The puzzle: Write a query that returns data for a control chart. I'll tell you how to make a simple control chart, and you write the query. The metric we're monitoring is Unit Sales in the FoodMart 2000 Sales cube. The MDX query should contain three values for each month in 1997. Put the months on the columns and the measures on the rows. The first measure is the upper control limit, the second is the unit sales value, and the third is the lower control limit. Determine the control limit by taking three standard deviations from the mean. Your query should calculate the standard deviation and the mean on all the months up to and including the currently displayed month. In other words, the calculations include more information as you progress through the year. After you've written the query, display it as a line chart (if you don't have an OLAP tool, you can use Excel) and determine whether the Unit Sales line crosses outside the control limits.

Listing A shows a query that returns the control-chart data you want. The key to this MDX query is the LASTPERIODS() time-series function. LASTPERIODS(3) returns the last three time periods, including the current member in the Time dimension. With this function, the Rolling Sales measure can average the store sales for the last three periods. Using a technique similar to Rolling Sales, I created a Deviations measure that evaluates to three standard deviations from the last 12 time periods.
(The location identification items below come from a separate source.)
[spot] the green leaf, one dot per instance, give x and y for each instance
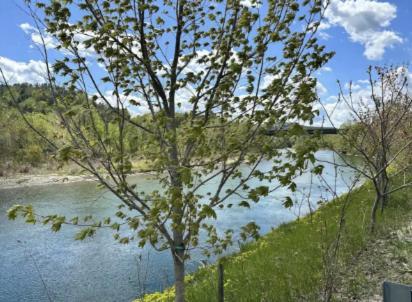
(288, 202)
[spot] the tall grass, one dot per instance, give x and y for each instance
(288, 264)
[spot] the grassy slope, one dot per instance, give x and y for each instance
(287, 264)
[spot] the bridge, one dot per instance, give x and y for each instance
(307, 129)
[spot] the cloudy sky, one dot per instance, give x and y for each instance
(362, 32)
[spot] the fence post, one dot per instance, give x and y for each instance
(220, 285)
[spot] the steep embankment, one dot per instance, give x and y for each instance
(295, 262)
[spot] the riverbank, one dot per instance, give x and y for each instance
(293, 262)
(28, 180)
(50, 174)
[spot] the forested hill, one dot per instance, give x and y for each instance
(21, 149)
(19, 146)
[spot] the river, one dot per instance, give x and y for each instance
(37, 264)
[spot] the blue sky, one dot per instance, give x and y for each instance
(362, 32)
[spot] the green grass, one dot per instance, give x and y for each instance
(287, 264)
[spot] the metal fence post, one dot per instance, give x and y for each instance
(220, 285)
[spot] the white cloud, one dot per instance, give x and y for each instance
(51, 43)
(321, 89)
(35, 36)
(33, 72)
(364, 21)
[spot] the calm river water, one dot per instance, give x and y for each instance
(36, 263)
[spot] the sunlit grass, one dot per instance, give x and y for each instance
(287, 264)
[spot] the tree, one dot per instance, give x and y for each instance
(380, 131)
(210, 74)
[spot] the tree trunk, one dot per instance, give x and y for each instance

The Upper Limit and Lower Limit measures then contain the Rolling Sales plus or minus the three standard deviations. The rest of the body of the query includes all the months of 1997 on the columns and displays the Upper Limit, Store Sales, and Lower Limit sales on the rows. If you run this query in a tool that can display the result in a line chart, you'll see that the Rolling Sales value bounces up and down but stays safely between the upper and lower control limits.